IN THE SUPREME COURT OF INDIA
CRIMINAL APPELLATE JURISDICTION
CRIMINAL APPEAL NO. 1023 OF 2008
SUKHWINDER SINGH …APPELLANT
STATE OF PUNJAB …RESPONDENT
J U D G M E N T
(SMT.) RANJANA PRAKASH DESAI, J.
1. In this appeal judgment and order dated 16/17-05-2007 passed by the Punjab and Haryana High Court is under challenge.

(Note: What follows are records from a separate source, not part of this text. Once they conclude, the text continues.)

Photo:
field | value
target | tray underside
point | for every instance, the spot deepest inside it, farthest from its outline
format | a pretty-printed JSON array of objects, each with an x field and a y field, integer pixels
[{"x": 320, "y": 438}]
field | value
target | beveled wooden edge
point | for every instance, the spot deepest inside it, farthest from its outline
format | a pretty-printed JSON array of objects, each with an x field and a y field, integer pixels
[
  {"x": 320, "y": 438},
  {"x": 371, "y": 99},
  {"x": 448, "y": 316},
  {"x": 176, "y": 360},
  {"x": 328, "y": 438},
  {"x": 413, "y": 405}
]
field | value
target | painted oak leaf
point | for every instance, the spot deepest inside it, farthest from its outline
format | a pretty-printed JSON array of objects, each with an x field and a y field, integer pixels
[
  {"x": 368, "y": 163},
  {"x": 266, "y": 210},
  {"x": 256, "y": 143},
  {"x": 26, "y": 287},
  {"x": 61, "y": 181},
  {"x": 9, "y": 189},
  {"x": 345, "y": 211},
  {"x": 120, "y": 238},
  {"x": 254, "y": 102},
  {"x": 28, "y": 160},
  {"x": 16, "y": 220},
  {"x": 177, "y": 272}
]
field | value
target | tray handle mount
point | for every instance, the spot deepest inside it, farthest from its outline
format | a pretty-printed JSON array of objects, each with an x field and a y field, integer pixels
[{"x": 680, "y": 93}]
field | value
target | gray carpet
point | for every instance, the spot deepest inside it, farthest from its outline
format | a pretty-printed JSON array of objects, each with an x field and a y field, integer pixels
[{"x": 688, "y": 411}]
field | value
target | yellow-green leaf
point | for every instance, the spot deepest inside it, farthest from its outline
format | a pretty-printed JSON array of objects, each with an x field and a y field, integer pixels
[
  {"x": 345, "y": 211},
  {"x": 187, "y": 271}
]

2. The appellant is original accused no. 4. He was tried along with Gurdev Singh, Surjit Kaur and Jaswinder Singh, original accused nos. 1, 2 and 3 respectively, by the Additional Sessions Judge, Ludhiana in Sessions Trial No. 16 of 1994 for offence punishable under Section 304B of the IPC. Learned Sessions Judge by judgment dated 31/08/1995 acquitted all the accused. The State of Punjab carried an appeal from the said order to the High Court of Punjab and Haryana. By the impugned judgment and order dated 16/17-05-2007 the High Court set aside the order of acquittal so far as the appellant is concerned. He was convicted under Section 304B of the IPC and sentenced to undergo RI for seven years. He was directed to pay compensation of Rs.20,000/- to the father of the deceased. In default he was directed to suffer RI for one year. The High Court noted that accused no. 1 Gurdev Singh was dead. So far as accused no. 2 Surjit Kaur and accused no. 3 Jaswinder Singh are concerned, the High Court gave them benefit of doubt and confirmed their acquittal. Being aggrieved by his conviction and sentence the appellant has approached this Court.
Case of the Prosecution
3. The appellant was married to deceased Karnail Kaur (“the deceased” or “Karnail Kaur”) in May, 1989. Accused no. 1 Gurdev Singh was his father. Accused no. 2 Surjit Kaur is his mother and accused no. 3 Jaswinder Singh is his brother. The prosecution story is unfolded by PW-2 Labh Singh, father of the deceased. He stated that on 25/06/1991 he went to meet the deceased to the house of the appellant along with PW-3 Surjit Singh. The appellant who was employed in the Army had come home on leave. The deceased was in tears. She told PW-2 Labh Singh that the appellant and the other accused were demanding a scooter and a refrigerator and that her life was in danger. PW-2 Labh Singh told her that he would meet the demand after the Sauni Crop. On 01/07/1991 he was told by Pritam Singh, a resident of Dehlon, that Karnail Kaur had died on 30/06/1991. On 01/07/1991 when he was proceeding to the police station to lodge FIR, he met PW-4 ASI Mohinder Singh, who recorded his statement. PW-4 ASI Mohinder Singh forwarded it to the police station and a formal FIR was registered at P.S. Samrala under Section 304B of the IPCagainst the accused. The accused were arrested. After completion of investigation they were sent up for trial.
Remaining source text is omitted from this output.